[Monitoring retrograde adenoviral transgene expression in spinal cord and anterograde labeling of the peripheral nerves].

OBJECTIVE: Targeted adenoviral gene delivery from peripheral nerves was used to integrally analyse the characterization and time course of LacZ gene (AdLacZ) retrograde transfer to spinal cord and transgene product anterograde labeling of peripheral nerve.

METHODS: Recombinant replication-defective adenovirus containing AdLacZ was administrated to the cut proximal stumps of median and tibial nerves in Wistar rats. Then the transected nerve was repaired with 10-0 nylon sutures. At different time point post-infection the spinal cords of C5 to T1 attached with DRGs and brachial plexuses, or L2 to L6 attached with DRGs and lumbosacral plexuses were removed. The removed spinal cord and DRCs were cut into 50 microm serial coronal sections and processed for X-gal staining and immunohistochemical staining. The whole specimens of brachial or lumbosacral plexuses attaching with their peripheral nerves were processed for X-gal staining. The number of X-gal stained neurons was counted and the initial detected time of retrograde labeling, peak time and persisting period of gene expression in DRG sensory neurons, spinal cord motor neurons and peripheral nerves were studied.
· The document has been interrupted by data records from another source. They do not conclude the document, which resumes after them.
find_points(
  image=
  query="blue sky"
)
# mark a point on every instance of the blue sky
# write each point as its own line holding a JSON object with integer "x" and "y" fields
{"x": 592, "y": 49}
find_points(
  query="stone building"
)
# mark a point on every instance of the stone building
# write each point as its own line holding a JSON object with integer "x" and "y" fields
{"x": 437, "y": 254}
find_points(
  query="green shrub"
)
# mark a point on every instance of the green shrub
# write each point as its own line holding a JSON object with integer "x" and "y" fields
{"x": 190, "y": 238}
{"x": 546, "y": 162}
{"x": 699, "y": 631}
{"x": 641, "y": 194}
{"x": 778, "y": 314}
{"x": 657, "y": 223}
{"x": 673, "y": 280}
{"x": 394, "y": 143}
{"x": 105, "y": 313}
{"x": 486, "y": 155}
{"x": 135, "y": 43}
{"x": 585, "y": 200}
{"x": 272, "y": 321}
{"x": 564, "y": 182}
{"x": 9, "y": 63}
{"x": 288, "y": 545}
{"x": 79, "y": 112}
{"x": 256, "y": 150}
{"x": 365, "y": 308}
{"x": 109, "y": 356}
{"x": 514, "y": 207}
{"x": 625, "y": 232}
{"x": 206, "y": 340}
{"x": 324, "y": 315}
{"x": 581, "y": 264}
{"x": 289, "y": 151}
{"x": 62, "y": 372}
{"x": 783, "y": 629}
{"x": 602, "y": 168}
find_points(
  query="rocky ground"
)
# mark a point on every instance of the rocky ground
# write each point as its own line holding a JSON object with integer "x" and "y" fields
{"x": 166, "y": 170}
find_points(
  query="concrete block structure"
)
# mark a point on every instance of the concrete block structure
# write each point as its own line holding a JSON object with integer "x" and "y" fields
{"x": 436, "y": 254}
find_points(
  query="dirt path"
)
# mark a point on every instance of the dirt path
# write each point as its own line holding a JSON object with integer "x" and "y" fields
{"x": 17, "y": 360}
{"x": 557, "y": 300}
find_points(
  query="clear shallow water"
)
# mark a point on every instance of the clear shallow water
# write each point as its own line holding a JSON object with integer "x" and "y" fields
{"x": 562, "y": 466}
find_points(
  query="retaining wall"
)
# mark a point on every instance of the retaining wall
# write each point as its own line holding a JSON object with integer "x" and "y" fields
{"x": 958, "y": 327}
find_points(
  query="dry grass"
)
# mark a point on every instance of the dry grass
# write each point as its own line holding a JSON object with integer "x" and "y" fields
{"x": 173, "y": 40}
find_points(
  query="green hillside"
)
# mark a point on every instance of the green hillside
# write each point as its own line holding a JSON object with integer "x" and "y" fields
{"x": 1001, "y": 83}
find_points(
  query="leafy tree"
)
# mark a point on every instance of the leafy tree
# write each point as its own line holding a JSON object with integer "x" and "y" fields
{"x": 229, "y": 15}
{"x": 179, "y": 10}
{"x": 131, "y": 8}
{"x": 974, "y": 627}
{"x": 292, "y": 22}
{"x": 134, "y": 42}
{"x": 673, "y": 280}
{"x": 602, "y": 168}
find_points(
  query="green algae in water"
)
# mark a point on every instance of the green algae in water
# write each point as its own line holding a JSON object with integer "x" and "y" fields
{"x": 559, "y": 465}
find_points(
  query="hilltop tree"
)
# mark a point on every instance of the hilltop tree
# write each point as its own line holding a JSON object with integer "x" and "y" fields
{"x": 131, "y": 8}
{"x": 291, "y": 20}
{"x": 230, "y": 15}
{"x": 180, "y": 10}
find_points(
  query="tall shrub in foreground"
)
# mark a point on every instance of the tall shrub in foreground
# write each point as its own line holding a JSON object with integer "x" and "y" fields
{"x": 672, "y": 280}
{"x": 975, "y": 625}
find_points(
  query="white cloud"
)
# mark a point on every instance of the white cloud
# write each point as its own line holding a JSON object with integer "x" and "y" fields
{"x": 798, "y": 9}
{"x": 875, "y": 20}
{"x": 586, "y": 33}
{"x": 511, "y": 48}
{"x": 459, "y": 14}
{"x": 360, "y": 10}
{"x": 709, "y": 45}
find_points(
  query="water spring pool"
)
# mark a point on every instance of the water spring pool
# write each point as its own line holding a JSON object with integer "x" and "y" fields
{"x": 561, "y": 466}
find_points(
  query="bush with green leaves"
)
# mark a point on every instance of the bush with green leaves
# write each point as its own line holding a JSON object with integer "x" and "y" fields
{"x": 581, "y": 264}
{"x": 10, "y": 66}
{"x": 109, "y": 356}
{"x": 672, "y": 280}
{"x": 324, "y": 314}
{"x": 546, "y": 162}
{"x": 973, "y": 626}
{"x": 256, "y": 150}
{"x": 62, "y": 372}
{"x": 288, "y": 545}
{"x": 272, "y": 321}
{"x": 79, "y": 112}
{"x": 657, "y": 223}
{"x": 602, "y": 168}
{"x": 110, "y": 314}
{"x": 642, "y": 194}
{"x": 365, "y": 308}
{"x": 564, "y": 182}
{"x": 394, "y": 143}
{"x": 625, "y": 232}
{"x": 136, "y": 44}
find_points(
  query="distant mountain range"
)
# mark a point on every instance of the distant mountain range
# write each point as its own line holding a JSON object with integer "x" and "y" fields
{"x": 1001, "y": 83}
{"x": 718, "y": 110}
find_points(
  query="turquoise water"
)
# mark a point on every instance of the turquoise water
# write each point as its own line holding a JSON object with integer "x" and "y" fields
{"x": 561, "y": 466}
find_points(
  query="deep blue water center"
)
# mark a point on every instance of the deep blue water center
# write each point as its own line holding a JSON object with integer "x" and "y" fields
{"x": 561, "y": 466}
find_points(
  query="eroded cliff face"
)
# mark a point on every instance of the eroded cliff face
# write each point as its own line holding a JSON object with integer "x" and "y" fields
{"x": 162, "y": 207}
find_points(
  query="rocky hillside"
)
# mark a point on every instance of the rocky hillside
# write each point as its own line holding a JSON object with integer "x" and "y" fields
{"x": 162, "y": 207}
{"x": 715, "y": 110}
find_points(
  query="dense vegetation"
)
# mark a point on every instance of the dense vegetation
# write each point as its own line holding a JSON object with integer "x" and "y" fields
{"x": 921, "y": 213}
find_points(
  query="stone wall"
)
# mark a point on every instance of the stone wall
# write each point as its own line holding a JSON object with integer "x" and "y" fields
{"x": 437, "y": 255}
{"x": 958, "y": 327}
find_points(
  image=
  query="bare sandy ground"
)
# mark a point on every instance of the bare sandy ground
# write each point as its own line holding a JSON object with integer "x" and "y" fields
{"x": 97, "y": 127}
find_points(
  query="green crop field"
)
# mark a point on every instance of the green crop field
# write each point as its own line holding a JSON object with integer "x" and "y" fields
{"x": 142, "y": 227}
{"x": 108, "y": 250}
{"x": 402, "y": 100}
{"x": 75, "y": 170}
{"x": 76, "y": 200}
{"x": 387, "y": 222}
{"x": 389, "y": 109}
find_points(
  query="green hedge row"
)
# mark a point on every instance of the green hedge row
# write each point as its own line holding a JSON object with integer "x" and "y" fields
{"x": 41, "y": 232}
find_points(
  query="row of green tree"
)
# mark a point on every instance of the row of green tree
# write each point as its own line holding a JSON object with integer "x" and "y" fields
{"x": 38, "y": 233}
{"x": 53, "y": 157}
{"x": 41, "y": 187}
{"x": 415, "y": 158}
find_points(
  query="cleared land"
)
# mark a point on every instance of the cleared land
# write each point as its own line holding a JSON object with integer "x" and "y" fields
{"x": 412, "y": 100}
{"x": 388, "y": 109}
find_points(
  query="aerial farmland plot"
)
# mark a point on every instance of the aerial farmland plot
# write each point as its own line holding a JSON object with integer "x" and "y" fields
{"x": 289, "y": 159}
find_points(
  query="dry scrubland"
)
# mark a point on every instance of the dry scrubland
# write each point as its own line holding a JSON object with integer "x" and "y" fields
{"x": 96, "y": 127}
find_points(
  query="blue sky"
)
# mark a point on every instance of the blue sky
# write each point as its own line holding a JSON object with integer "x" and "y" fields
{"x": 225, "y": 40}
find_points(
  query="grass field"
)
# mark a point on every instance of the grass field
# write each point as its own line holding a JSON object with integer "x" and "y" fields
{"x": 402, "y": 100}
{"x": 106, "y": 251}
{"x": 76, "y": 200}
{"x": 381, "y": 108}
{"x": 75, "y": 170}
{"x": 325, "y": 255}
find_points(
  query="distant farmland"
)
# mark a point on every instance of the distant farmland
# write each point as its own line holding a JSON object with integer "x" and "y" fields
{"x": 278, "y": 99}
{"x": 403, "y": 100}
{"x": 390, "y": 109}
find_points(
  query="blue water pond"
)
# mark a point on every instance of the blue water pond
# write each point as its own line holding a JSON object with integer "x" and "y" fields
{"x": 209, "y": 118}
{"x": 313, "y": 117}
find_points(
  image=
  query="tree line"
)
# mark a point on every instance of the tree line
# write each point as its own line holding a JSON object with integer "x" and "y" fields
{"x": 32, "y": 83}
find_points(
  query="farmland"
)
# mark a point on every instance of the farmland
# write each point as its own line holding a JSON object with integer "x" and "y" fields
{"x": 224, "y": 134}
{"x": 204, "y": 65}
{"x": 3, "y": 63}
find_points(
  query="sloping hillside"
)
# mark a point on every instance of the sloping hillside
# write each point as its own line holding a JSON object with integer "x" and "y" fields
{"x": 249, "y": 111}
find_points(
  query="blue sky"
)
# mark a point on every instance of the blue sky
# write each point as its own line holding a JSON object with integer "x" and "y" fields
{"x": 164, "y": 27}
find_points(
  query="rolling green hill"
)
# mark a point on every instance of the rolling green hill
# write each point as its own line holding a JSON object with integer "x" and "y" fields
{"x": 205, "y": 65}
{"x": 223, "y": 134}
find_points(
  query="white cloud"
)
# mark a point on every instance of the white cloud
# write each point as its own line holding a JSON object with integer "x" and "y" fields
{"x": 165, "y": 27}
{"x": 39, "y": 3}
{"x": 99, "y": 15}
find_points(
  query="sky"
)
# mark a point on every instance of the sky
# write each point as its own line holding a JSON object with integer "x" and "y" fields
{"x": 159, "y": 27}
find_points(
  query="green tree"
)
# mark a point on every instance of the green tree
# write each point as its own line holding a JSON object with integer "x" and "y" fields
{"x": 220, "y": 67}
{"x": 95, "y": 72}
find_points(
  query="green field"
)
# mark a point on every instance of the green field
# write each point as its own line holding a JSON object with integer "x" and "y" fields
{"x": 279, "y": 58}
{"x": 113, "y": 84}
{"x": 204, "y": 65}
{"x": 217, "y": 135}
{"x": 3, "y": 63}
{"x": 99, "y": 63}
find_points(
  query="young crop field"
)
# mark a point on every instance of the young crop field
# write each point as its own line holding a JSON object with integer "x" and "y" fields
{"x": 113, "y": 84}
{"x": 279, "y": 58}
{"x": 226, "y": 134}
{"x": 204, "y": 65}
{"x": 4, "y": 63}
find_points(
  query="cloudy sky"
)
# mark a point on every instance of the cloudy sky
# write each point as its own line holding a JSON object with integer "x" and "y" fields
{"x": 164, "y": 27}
RESULTS: The gene transfer was specifically targeted to the particular segments of spinal cord and DRGs, and transgene expression was strictly unilaterally corresponding to the infected nerves. Within the same nerve models, the initial detected time of gene expression was earliest in DRG neurons, then in the motor neurons and latest in peripheral nerves. The persisting duration of beta-gal staining was shortest in motor neurons, then in sensory neurons and longest in peripheral nerves. The initial detected time of beta-gal staining in median nerve models was earlier in median nerve models compared with that in the tibial nerve models. Although the initial detected time and the beginning of peak duration of beta-gal staining were not same, the decreasing time of beta-gal staining in motor and sensory neurons of the two nerve models were started at about the same day 8 post-infection. The labeled neurons were more in tibial nerve models than that in median nerve models. Within the same models, the labeled sensory neurons of DRGs were more than labeled motor neurons of ventral horn. The beta-gal staining was tender in median nerves than that in tibial nerves. However the persisting time of beta-gal staining was longer in tibial nerve models.

CONCLUSION: The strong gene expression in neurons and PNS renders this system particularly attractive for neuroanatomical tracing studies. Furthermore this gene delivery method allowing specific targeting of motor and sensory neurons without damaging the spinal cord might offer potentialities for the gene therapy of peripheral nerve injury.